Grain Valley Alderman Nancy Totton and challenger Chuck Johnston both have experience representing Ward 2 on the city’s governing body.
By KATHLEEN POINTER
Special to The Star
Totton is finishing her first full term as alderwoman, and Johnston served from 2006 to 2011.
Johnston’s focus is on the spending. He said if he’s elected he’ll be on the side of the minority -- a side that opposes what he calls the “out of control” spending in the city. He also said he was the primary force responsible for the last major city tax cut.
Totton countered that cuts have been made, though people don’t always notice them, and pointed out the city has paid off a bond issue to save on interest costs. She defended the installation of a restroom at a city park, and said she’d spoken with constituents who said they wanted to have a place for their kids to go should they be at the park during a tornado.

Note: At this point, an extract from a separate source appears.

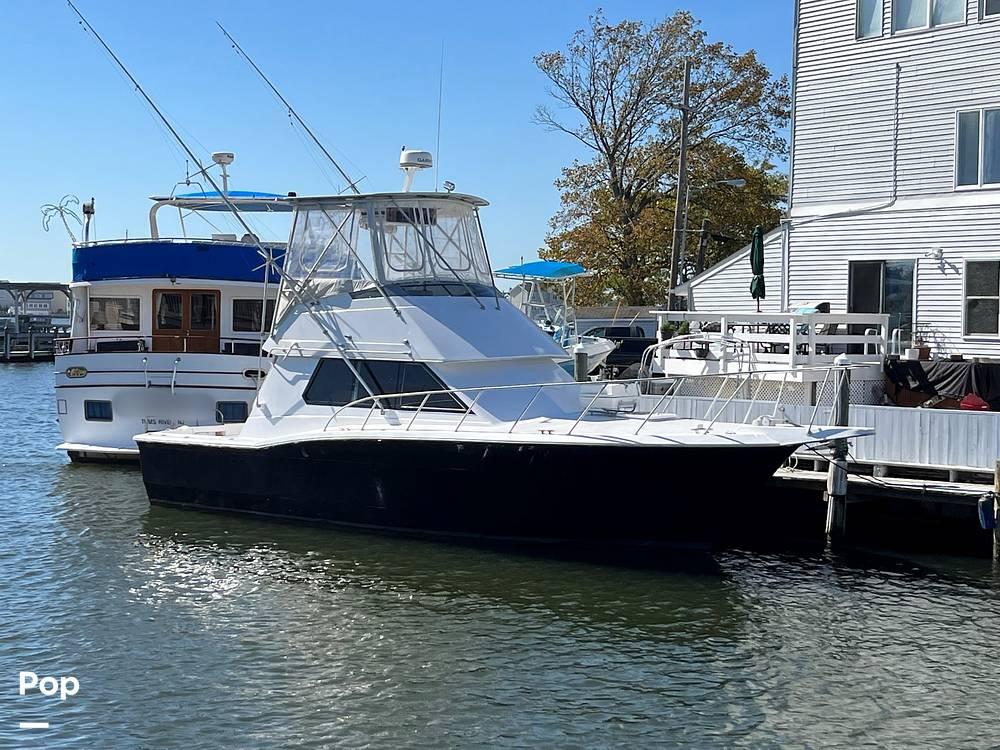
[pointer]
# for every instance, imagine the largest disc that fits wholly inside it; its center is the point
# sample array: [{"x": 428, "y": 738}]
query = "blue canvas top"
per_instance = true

Whoever is elected will serve for two years.
• Age: 70
• Address: 309 Front St.
• Occupation: Retired; formerly manager of a Kentucky Fried Chicken, custodian in the Blue Valley School District
• Education: Graduated from St. Teresa’s Academy
• Public experience: Finishing up first full term as alderman; initially appointed to serve six months after an alderman stepped down
• Website: None
• Stances: A top priority is attracting new businesses and maintaining the downtown area, while still keeping up the “traditional character” of Grain Valley. She’d like to bring regional rail though the city amd see more homeownership instead of rentals. She believes one of her biggest strengths is her connection to her neighborhood and community.
• Age: 65
• Address: 611 Cross Creek Drive
• Occupation: Supervisor of claims for OOIDA Risk Retention Group for the Owner Operator Independent Drivers Association
• Education: GED
• Public experience: Grain Valley alderman, 2006-2011
• Website: www.ChuckJohnstonForGrainValley.com
• Stances: His priorities are to control unnecessary spending, reduce the tax levy and promote economic development. The levy and not having a large enough retail tax base are the city’s biggest challenges. He said the city needs to cut spending and improve its credit rating to help keep bond rates lower.